At computer-vision-meets-astronomy we discussed Fadely's image-patch modeling system, and how to use it for calibration. We had a long discussion about the following issue: If you have a patch that is a good fit to the model except in one pixel (where, maybe, calibration parameters are wrong), should you look for that badness of fit in the total joint likelihood of all the pixels or in the conditional likelihood of the one pixel given the others? Intuitions diverged; in principle there is one joint PDF that contains all the information, so it doesn't matter. But that ignores the point that the PDF we have fit is not in any sense accurate! So we reduced scope to a very simple functional test of this point.


baryon acoustic feature

It's a feature, people, not an oscillation. Jeremy Tinker (NYU) gave a great brown-bag today at the blackboard about the measurement of the baryon acoustic feature in the Lyman-alpha forest at redshift 2.3 from SDSS-III BOSS. This is a great piece of work, to which my only significant contribution was quasar target selection with Bovy. The baryon acoustic feature position is consistent with the standard model of cosmology (unfortunately) but the result is beautiful and represents a lot of work by a lot of people. Congratulations, BOSS: A great project making fundamental discoveries (and on budget and on time). I spent the afternoon talking radio with Van Velzen (Amsterdam) and Atlas with Mykytyn and Patel.


the little APS on the prairie

I spent the day at the APS Prairie Section meeting in Lawrence Kansas. Two (of many) talks that made an impression on me were by Corso (Iowa), who described the calibration procedures for a new generation of CMS photo-multiplier tubes, and by Mohlabeng (Kansas), who showed that there is a statistically significant color--redshift term in the public supernovae sample.
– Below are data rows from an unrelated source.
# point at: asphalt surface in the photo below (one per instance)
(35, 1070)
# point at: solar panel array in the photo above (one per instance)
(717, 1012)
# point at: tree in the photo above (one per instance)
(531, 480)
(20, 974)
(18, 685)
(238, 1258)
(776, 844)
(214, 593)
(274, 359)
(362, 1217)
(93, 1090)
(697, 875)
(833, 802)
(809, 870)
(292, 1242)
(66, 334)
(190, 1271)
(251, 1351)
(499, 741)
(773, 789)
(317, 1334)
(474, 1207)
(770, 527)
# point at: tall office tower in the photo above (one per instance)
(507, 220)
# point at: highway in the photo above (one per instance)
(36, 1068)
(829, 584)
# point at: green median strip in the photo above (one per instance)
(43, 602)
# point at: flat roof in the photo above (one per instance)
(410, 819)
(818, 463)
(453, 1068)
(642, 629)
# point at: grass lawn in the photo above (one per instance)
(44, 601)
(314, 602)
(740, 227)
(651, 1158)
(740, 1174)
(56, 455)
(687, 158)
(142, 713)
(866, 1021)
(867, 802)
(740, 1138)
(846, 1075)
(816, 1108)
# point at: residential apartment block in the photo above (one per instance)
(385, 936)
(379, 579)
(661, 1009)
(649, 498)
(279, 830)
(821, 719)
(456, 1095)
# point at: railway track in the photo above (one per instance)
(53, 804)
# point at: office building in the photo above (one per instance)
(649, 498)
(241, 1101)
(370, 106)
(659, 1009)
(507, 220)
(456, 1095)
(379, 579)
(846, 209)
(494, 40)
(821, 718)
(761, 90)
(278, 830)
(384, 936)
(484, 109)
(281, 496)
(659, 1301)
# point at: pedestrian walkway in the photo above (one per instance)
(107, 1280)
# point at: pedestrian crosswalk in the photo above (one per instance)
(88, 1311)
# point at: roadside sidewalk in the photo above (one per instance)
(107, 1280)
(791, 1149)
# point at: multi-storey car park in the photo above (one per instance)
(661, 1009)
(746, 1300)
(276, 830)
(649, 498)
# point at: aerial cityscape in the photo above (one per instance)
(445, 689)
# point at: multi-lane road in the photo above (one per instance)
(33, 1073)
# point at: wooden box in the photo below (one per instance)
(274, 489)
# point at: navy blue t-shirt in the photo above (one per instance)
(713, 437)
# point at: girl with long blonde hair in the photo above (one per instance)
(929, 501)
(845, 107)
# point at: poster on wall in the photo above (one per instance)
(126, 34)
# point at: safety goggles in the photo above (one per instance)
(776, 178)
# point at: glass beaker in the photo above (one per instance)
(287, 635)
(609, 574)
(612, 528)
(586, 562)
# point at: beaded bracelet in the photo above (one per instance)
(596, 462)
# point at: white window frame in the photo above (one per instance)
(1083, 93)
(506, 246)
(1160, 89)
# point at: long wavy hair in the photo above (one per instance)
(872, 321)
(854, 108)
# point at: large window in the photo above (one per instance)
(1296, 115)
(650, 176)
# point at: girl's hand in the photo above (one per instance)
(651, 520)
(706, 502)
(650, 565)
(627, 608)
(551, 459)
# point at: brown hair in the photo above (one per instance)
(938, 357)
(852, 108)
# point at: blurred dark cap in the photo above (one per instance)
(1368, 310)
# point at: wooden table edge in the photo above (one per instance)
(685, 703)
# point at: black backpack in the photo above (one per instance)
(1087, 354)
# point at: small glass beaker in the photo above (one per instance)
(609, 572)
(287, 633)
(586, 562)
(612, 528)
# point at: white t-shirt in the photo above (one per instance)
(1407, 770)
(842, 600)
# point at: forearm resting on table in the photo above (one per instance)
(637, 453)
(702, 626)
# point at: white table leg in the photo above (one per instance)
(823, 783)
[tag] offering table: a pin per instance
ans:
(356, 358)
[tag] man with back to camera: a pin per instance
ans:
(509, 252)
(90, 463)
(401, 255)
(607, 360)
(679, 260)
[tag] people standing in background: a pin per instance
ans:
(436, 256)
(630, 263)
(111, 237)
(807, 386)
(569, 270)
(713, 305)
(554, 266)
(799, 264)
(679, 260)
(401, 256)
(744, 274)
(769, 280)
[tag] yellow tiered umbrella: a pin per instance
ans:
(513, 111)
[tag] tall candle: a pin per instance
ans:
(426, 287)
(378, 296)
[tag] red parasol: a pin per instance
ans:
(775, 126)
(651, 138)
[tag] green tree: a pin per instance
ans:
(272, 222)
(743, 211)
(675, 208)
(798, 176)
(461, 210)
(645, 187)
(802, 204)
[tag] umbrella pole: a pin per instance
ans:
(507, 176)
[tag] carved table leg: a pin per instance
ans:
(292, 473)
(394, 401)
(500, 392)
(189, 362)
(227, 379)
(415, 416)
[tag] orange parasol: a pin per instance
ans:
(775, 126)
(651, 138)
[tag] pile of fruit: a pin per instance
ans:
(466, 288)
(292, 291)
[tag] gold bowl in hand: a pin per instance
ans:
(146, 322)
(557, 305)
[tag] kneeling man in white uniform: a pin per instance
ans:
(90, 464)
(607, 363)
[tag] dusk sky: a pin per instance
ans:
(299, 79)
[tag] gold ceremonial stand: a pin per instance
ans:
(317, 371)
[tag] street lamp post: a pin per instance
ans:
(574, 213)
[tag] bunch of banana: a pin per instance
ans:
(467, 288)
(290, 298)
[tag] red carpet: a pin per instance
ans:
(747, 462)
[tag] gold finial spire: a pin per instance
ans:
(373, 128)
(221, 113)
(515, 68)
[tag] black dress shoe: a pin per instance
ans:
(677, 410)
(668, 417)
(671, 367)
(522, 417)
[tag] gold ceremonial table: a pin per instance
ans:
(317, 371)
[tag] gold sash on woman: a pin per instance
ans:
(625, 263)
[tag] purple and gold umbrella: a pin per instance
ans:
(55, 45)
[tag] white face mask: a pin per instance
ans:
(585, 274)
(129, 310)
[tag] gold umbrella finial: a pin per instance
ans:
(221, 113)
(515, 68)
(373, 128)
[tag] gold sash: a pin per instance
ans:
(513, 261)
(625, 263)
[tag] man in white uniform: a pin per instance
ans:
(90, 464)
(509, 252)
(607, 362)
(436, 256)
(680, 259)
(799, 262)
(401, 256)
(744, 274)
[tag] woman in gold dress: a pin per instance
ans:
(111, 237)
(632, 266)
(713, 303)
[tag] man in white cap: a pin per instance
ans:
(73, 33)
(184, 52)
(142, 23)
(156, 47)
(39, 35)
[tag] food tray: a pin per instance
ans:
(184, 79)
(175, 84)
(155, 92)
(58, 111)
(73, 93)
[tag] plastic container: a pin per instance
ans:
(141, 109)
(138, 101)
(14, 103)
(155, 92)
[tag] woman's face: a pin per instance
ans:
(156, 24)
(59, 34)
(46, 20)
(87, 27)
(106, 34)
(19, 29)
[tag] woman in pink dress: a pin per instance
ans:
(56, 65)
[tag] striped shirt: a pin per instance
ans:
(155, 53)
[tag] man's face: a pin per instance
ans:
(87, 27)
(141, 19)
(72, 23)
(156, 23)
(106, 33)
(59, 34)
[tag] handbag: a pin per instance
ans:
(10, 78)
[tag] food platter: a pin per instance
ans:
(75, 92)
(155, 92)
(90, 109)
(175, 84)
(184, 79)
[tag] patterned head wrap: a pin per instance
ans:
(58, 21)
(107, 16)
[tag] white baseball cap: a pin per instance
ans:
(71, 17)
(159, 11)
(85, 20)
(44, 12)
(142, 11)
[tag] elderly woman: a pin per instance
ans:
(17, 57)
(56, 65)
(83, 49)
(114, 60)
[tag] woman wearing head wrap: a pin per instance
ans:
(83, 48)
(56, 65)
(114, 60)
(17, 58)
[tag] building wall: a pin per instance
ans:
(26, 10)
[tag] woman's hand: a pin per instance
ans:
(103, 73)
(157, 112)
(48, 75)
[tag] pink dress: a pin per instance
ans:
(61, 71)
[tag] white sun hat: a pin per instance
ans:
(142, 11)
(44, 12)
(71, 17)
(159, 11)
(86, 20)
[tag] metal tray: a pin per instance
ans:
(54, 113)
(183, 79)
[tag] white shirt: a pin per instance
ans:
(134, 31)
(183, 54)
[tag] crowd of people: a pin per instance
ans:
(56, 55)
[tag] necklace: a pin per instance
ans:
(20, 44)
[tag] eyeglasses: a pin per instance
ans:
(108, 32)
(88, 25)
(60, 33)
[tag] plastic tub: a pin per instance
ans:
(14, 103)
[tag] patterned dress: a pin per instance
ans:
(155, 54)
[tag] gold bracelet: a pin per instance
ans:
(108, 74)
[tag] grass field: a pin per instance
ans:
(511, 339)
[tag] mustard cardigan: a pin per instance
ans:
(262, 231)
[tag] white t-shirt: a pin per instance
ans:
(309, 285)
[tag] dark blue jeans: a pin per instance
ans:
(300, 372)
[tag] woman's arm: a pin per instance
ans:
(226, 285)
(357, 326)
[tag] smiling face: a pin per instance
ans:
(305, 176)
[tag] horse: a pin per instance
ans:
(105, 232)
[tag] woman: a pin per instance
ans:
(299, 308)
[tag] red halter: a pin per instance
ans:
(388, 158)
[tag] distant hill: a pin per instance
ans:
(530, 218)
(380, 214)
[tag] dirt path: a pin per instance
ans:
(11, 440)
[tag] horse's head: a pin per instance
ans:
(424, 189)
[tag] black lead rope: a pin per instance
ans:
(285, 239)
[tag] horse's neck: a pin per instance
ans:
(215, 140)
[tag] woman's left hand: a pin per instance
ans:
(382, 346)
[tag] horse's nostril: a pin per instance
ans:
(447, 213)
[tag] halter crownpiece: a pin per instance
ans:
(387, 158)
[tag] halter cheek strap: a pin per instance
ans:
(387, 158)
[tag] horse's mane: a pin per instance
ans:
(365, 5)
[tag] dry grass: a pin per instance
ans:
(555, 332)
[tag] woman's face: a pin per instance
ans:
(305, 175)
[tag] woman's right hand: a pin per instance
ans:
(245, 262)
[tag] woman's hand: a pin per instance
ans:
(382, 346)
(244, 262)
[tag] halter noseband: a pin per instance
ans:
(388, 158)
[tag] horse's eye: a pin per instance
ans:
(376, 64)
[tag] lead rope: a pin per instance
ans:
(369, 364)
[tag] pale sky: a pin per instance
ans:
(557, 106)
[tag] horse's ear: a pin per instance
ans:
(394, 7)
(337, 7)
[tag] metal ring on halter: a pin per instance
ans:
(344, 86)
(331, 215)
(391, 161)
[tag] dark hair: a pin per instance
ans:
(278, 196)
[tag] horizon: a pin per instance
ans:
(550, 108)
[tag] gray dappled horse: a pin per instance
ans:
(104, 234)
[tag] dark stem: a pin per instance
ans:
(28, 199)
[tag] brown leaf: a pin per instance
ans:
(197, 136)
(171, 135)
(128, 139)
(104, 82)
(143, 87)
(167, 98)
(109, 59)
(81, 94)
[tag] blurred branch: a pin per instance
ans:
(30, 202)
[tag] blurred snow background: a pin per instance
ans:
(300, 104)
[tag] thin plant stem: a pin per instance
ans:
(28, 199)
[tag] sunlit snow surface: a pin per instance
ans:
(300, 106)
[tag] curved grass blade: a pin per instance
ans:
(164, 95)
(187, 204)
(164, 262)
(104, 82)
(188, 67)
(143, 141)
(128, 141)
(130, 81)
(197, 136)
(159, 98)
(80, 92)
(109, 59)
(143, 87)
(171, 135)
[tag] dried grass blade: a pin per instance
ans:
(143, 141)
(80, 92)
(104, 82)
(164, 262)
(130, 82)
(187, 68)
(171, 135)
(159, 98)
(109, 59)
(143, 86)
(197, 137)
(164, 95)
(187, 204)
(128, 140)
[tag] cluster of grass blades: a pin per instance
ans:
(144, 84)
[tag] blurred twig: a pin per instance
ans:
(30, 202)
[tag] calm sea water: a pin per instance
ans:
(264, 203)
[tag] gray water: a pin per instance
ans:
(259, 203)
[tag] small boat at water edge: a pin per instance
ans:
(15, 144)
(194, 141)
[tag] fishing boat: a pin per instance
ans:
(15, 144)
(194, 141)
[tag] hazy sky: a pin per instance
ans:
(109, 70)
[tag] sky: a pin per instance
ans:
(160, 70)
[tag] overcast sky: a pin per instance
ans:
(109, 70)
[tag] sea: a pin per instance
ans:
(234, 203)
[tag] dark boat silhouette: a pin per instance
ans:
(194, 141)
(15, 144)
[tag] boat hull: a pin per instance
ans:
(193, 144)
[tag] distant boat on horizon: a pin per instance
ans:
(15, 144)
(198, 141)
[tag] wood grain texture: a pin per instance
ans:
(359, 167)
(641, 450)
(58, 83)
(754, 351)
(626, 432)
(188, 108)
That latter result got people—including Suntzeff (TAMU) and Rudnick (Kansas)—talking about selection effects. Of course even if the effect is from selection, it needs to be modeled; modeling the effect does seem to change inferences about cosmological parameters. In the post-banquet spot, I talked about the challenges of doing inference with big data sets (slides here in PDF). That led to conversations late into the evening at the bar. Thanks, APS Prairie Section!


sampling in catalog space

The only small bit of research I got done today was writing some text for Brewer's masterpiece on sampling in catalog space. Given an image of the sky, he can sample the posterior PDF over catalogs, along with the posterior PDF for hyperpriors on the number–flux relation of stars. By using nested sampling he doesn't get killed by the combinatoric degeneracies that arise from the catalog re-ordering degeneracy. Even better, he models the stars that are too faint to cleanly detect. Even better, the different catalogs in the sampling have different numbers of entries; that is, this is sampling at variable model complexity. Congratulations Brewer!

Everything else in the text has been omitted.